Twitter has announced it will be blocking accounts that post links to rival social media platforms like Facebook, Instagram and Donald Trump’s Truth Social.
Earlier this week, it was reported that Twitter users were unable to share clickable links to fledgling social media platform Mastodon, with Twitter claiming they were “potentially harmful” to users.
Today (December 18) the official Twitter Support account shared updated rules that will stop the “free promotion of certain social media platforms on Twitter.”
“Specifically, we will remove accounts created solely for the purpose of promoting other social platforms and content that contains links or usernames for the following platforms: Facebook, Instagram, Mastodon, Truth Social, Tribel, Nostr and Post,” the thread explained, with TikTok a notable exception to these new restrictions.
“We still allow cross-posting content from any social media platform. Posting links or usernames to social media platforms not listed above are also not in violation of this policy,” Twitter added.

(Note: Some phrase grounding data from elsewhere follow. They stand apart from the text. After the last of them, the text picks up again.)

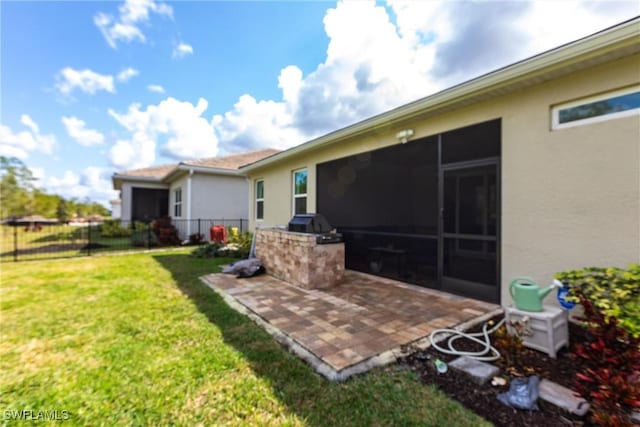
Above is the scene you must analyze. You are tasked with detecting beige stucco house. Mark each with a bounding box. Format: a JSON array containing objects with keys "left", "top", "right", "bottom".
[
  {"left": 240, "top": 19, "right": 640, "bottom": 304},
  {"left": 112, "top": 148, "right": 279, "bottom": 238}
]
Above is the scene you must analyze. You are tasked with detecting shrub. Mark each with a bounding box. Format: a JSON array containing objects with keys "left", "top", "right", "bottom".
[
  {"left": 191, "top": 242, "right": 221, "bottom": 258},
  {"left": 190, "top": 231, "right": 253, "bottom": 259},
  {"left": 100, "top": 220, "right": 132, "bottom": 238},
  {"left": 226, "top": 230, "right": 253, "bottom": 259},
  {"left": 555, "top": 264, "right": 639, "bottom": 337},
  {"left": 570, "top": 290, "right": 640, "bottom": 427},
  {"left": 132, "top": 221, "right": 149, "bottom": 232},
  {"left": 188, "top": 233, "right": 204, "bottom": 245},
  {"left": 151, "top": 216, "right": 180, "bottom": 246},
  {"left": 131, "top": 229, "right": 158, "bottom": 247}
]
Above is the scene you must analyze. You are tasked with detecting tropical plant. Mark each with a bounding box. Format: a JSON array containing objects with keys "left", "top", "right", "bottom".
[
  {"left": 226, "top": 230, "right": 253, "bottom": 258},
  {"left": 555, "top": 264, "right": 640, "bottom": 337},
  {"left": 571, "top": 290, "right": 640, "bottom": 427},
  {"left": 152, "top": 216, "right": 180, "bottom": 245}
]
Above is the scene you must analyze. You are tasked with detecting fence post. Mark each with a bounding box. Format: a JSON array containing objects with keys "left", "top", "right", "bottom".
[
  {"left": 87, "top": 220, "right": 92, "bottom": 256},
  {"left": 147, "top": 223, "right": 152, "bottom": 249},
  {"left": 13, "top": 225, "right": 18, "bottom": 262},
  {"left": 198, "top": 219, "right": 201, "bottom": 238}
]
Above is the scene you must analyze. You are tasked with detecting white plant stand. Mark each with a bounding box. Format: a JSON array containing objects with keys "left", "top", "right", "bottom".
[{"left": 505, "top": 305, "right": 569, "bottom": 358}]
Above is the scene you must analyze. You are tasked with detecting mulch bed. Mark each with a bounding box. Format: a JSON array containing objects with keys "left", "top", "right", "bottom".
[{"left": 399, "top": 316, "right": 594, "bottom": 427}]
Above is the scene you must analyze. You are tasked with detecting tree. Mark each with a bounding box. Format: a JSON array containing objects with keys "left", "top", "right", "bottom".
[
  {"left": 0, "top": 156, "right": 111, "bottom": 220},
  {"left": 32, "top": 189, "right": 60, "bottom": 218},
  {"left": 0, "top": 156, "right": 36, "bottom": 219},
  {"left": 56, "top": 199, "right": 70, "bottom": 223}
]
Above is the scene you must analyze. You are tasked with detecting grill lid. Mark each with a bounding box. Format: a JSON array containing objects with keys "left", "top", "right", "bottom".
[{"left": 288, "top": 213, "right": 333, "bottom": 234}]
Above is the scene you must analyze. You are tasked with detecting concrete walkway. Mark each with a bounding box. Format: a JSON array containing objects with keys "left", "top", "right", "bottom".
[{"left": 201, "top": 270, "right": 501, "bottom": 381}]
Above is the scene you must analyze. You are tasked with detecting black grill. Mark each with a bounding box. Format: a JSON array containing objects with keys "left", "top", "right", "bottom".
[{"left": 287, "top": 213, "right": 343, "bottom": 244}]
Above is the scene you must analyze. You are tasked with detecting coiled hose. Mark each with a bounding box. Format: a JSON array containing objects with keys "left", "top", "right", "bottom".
[{"left": 429, "top": 318, "right": 506, "bottom": 361}]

We still allow cross-posting content from any social media platform. Posting links or usernames to social media platforms not listed above are also not in violation of this policy.
— Twitter Support (@TwitterSupport) December 18, 2022
A blog post explains that “accounts that are used for the main purpose of promoting content on another social platform may be suspended” and adds that posts about 3rd-party social media link aggregators such as linktr.ee are also banned.
A first offence will see users hit with temporary suspensions while repeated violations will see accounts permanently banned.
It comes as Elon Musk’s Twitter continues to police the type of content users can post.
Last week, Musk blocked a number of accounts that had allegedly written about him, before reinstating them following a public poll. A spokesperson told The Verge that the bans were related to the live sharing of location data, or “doxxing”.
Musk had also threatened to sue the owner of Twitter account dedicated to tracking his private jet, claiming any account revealing people’s real-time locations presented “a physical safety violation“.
Musk’s high-profile purchase of Twitter took place in October – a move that has since continued to generate headlines and controversy.
The entrepreneur spent weeks wrestling with a paid verification system and banning people for impersonating him. In the wake of the executive firings, the site was rumoured to be on the brink of collapse, before Musk allegedly told the remaining staff that they must “work long hours at high intensity” or leave the company.